The cationic permselective membrane which separates the anode compartment from the cathode compartment is composed of a material which is fluid permeable and halogen resistant. A suitable cationic permselective membrane is comprised of a solid fluorocarbon polymer reinforced by a screen of a suitable metal or a fabric such as a polyfluoroolefin cloth. The solid fluorocarbon polymers are preferably hydrolyzed copolymers of a perfluoroolefin and a fluorosulfonated perfluorovinyl ether. Suitable perfluoroolefins include tetrafluoroethylene, hexafluoropropylene, octafluorobutylene and higher homologues. Preferred perfluoroolefins include tetrafluoroethylene and hexafluoropropylene, with tetrafluoroethylene being particularly preferred. The fluorosulfonated perfluorovinyl ethers are compounds of the formula FSO2 CFRCF2 O[CFYCF2 O]n CF═CF2 (I), where R is a radical selected from the group consisting of fluorine and perfluoroalkyl radicals having from 1 to about 8 carbon atoms, Y is a radical selected from the group consisting of fluorine and trifluoromethyl radicals; and n is an integer of 0 to about 3. Illustrative of such fluorosulfonated perfluorovinyl ethers are:

Fso2 cf2 cf2 ocf═cf2,

fso2 cf2 cf2 ocf(cf3)cf2 ocf(cf3)cf2 ocf═cf2, fso2 cf2 cf2 cf2 cf2 ocf(cf3)cf2 ocf═cf2, and

Fso2 cf2 cf2 ocf(cf3) cf2 ocf═cf2.

preferred sulfonated perfluorovinyl ethers are those of formula I above in which R is fluorine and Y is trifluoromethyl.

A particularly preferred sulfonated perfluorovinyl ether is that of the formula:

Fso2 cf2 cf2 ocf(cf3)cf2 ocf═cf2,

perfluoro[2-(2-fluorosulfonylethoxy) propyl vinyl ether].

The sulfonated perfluorovinyl ethers are prepared by method described in U.S. Pat.
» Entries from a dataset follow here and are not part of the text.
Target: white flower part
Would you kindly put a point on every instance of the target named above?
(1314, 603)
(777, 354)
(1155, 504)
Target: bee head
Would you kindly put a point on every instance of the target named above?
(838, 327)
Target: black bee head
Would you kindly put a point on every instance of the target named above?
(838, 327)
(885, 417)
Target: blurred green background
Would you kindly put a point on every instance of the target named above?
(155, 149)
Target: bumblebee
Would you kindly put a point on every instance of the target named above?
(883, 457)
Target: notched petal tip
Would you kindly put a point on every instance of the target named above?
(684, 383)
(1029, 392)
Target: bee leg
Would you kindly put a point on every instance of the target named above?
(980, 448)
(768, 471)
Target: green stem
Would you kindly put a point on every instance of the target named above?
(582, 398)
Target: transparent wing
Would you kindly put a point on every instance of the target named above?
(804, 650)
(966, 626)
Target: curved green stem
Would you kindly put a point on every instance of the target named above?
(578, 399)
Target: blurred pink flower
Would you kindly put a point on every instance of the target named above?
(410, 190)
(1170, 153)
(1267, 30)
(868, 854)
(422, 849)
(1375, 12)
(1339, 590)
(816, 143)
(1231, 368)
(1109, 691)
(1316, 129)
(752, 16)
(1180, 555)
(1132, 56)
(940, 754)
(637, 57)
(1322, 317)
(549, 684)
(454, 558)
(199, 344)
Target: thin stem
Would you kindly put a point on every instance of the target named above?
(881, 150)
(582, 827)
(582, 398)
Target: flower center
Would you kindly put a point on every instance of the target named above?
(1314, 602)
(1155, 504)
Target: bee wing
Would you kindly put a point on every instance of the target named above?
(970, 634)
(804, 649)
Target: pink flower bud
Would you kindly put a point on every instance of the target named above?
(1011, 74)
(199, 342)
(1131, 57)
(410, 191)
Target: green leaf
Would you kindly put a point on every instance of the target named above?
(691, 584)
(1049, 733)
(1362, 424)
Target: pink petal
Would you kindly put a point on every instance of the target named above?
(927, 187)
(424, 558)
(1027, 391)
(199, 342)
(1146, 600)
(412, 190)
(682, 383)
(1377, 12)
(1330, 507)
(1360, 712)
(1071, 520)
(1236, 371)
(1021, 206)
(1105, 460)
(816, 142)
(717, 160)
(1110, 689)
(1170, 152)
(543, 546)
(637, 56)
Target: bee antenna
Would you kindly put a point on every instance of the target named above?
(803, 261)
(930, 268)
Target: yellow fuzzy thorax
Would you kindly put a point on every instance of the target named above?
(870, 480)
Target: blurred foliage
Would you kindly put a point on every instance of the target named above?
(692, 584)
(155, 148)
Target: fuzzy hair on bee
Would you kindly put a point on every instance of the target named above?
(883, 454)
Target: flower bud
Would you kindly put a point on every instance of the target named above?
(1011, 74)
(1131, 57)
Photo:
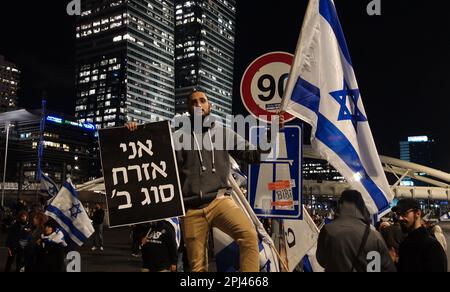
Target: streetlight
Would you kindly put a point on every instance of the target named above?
(7, 127)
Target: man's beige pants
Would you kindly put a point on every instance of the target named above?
(225, 215)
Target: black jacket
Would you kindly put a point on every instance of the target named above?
(197, 183)
(98, 217)
(49, 258)
(19, 236)
(420, 252)
(339, 243)
(161, 252)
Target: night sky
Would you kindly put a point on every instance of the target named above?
(401, 58)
Nos. 3,041,317 to Gibbs et al.; 3,282,875 to Connolly et al.; 3,560,568 to Resnick; and 3,718,627 to Grot.

The copolymers employed in the cationic permselective membrane of the present invention are prepared by methods described in U.S. Pat. Nos. 3,041,317 to Gibbs et al.; 3,282,875 to Connolly et al.; and 3,692,569 to Grot.
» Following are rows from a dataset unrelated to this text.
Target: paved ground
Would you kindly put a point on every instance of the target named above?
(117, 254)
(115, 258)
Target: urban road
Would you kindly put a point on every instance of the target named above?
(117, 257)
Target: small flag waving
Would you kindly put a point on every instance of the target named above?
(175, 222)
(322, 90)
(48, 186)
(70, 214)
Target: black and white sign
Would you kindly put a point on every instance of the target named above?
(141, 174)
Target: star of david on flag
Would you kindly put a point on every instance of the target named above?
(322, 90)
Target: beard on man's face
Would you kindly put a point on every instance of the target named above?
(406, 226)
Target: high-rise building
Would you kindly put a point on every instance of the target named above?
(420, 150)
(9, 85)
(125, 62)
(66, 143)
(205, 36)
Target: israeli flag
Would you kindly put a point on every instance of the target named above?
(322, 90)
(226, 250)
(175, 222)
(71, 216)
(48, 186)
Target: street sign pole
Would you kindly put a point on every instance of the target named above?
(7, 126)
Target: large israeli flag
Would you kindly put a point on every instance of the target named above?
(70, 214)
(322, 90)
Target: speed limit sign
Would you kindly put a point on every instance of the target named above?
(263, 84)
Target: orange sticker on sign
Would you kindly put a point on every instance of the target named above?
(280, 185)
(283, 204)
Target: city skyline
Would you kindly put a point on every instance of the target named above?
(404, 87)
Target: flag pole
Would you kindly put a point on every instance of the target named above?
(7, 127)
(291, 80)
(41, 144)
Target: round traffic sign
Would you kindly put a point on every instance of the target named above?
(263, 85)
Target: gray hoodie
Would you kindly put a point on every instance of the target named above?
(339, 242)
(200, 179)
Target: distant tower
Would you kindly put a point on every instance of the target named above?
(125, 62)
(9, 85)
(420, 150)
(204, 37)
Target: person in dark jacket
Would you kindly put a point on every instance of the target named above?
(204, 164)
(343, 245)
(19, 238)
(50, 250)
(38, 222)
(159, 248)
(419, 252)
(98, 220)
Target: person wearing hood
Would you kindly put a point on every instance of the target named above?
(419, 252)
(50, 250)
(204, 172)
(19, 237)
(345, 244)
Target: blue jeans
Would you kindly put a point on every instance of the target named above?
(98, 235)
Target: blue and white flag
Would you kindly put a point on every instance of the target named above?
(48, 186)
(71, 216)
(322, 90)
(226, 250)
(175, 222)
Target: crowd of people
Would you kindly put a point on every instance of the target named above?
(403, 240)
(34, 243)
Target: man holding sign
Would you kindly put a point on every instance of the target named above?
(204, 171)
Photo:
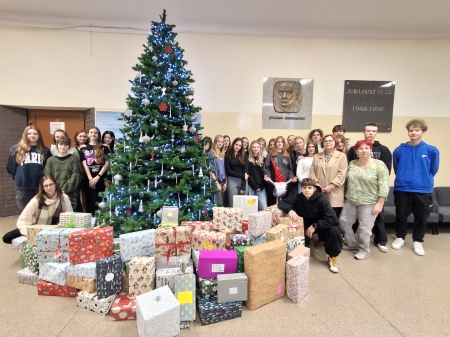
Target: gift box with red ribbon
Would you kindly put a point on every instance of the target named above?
(172, 241)
(91, 245)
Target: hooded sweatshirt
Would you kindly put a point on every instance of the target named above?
(316, 209)
(415, 167)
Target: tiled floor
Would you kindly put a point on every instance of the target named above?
(393, 294)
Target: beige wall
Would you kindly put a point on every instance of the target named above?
(51, 68)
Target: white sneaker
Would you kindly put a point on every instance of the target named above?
(418, 248)
(398, 243)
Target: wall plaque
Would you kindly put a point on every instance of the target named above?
(287, 103)
(368, 102)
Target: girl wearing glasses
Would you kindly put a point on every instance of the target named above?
(43, 209)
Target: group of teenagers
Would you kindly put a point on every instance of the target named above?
(60, 179)
(338, 190)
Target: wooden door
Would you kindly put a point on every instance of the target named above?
(73, 121)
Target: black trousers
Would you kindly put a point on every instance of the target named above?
(420, 205)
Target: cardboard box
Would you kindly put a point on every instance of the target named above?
(232, 287)
(158, 313)
(215, 262)
(297, 278)
(265, 267)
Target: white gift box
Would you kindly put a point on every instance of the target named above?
(158, 313)
(141, 243)
(248, 204)
(297, 278)
(86, 270)
(91, 302)
(25, 276)
(54, 272)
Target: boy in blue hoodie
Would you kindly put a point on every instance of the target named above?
(415, 165)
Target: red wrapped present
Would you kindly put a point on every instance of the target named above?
(205, 225)
(123, 308)
(91, 245)
(50, 289)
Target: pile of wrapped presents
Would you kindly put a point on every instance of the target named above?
(167, 278)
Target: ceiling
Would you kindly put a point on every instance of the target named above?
(382, 19)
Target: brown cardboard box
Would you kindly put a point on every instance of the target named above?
(265, 267)
(296, 228)
(279, 232)
(300, 250)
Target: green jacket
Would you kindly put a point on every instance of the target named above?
(67, 173)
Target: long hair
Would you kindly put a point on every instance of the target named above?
(41, 194)
(113, 138)
(59, 130)
(218, 153)
(230, 152)
(24, 145)
(258, 161)
(99, 155)
(274, 151)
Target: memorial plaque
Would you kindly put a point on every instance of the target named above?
(287, 103)
(368, 102)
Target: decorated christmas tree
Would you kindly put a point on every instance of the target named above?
(160, 160)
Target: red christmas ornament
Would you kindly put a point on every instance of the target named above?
(163, 107)
(279, 178)
(168, 49)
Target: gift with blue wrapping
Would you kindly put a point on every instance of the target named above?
(211, 311)
(109, 276)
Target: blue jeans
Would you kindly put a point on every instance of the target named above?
(262, 198)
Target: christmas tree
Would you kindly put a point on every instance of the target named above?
(160, 160)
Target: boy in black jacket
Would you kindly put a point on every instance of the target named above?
(318, 216)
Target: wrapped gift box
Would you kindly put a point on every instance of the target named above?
(207, 287)
(50, 289)
(295, 242)
(232, 287)
(109, 276)
(258, 240)
(227, 217)
(265, 267)
(215, 262)
(240, 253)
(32, 232)
(123, 308)
(202, 239)
(53, 244)
(276, 213)
(54, 272)
(92, 302)
(86, 270)
(141, 275)
(185, 294)
(211, 311)
(19, 243)
(205, 225)
(25, 276)
(259, 223)
(89, 245)
(279, 232)
(295, 228)
(141, 243)
(297, 278)
(248, 204)
(85, 284)
(158, 313)
(75, 220)
(173, 241)
(240, 240)
(29, 255)
(299, 250)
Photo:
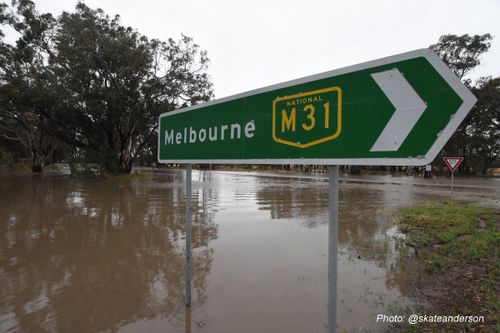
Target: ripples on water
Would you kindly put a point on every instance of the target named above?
(105, 255)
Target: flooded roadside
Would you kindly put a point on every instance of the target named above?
(108, 255)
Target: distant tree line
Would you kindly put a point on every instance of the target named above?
(478, 137)
(81, 87)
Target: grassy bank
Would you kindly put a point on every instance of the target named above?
(459, 246)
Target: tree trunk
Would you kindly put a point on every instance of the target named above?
(125, 163)
(36, 163)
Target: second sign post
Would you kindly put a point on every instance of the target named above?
(398, 110)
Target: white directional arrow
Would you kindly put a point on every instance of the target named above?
(409, 108)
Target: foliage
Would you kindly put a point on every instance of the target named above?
(459, 233)
(459, 245)
(86, 81)
(26, 83)
(116, 83)
(462, 53)
(477, 139)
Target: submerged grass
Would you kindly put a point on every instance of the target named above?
(458, 233)
(459, 245)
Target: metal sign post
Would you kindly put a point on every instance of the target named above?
(398, 110)
(452, 163)
(189, 259)
(333, 238)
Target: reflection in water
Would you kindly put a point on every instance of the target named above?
(95, 255)
(108, 255)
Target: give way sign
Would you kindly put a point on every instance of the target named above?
(453, 162)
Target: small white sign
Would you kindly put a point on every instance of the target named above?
(453, 162)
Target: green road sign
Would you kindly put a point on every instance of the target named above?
(399, 110)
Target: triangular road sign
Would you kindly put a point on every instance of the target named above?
(453, 162)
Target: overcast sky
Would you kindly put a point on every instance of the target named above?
(256, 43)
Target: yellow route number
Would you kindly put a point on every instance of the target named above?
(307, 119)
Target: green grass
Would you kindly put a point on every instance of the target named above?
(451, 237)
(458, 233)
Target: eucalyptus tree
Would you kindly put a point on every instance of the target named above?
(463, 54)
(114, 83)
(26, 82)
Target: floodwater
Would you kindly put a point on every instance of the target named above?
(86, 255)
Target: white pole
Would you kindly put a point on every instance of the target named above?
(189, 262)
(333, 232)
(452, 172)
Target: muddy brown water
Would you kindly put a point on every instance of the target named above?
(86, 255)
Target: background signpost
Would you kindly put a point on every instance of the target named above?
(398, 110)
(452, 163)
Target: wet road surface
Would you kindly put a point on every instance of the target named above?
(87, 255)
The solid fluorocarbon polymers are prepared by copolymerizing the perfluoroolefin, for example, tetrafluoroethylene with the sulfonated perfluorovinyl ether followed by converting the FSO2 group to SO3 H or a sulfonate group (such as an alkali metal sulfonate) or a mixture thereof. The equivalent weight of the perfluorocarbon copolymer ranges from about 900 to about 1600, and preferably from about 1100 to about 1500. The equivalent weight is defined as the average molecular weight per sulfonyl group.

A particularly preferred cation permselective membrane is a perfluorocarbon polymer composite membrane produced by E. I. DuPont de Nemours and Co. and sold commercially under the trademark "Nafion".

The potassium chloride brine used in producing potassium hydroxide is a concentrated aqueous solution containing from about 250 to about 350 and preferably, from about 270 to about 350 grams per liter of KCl.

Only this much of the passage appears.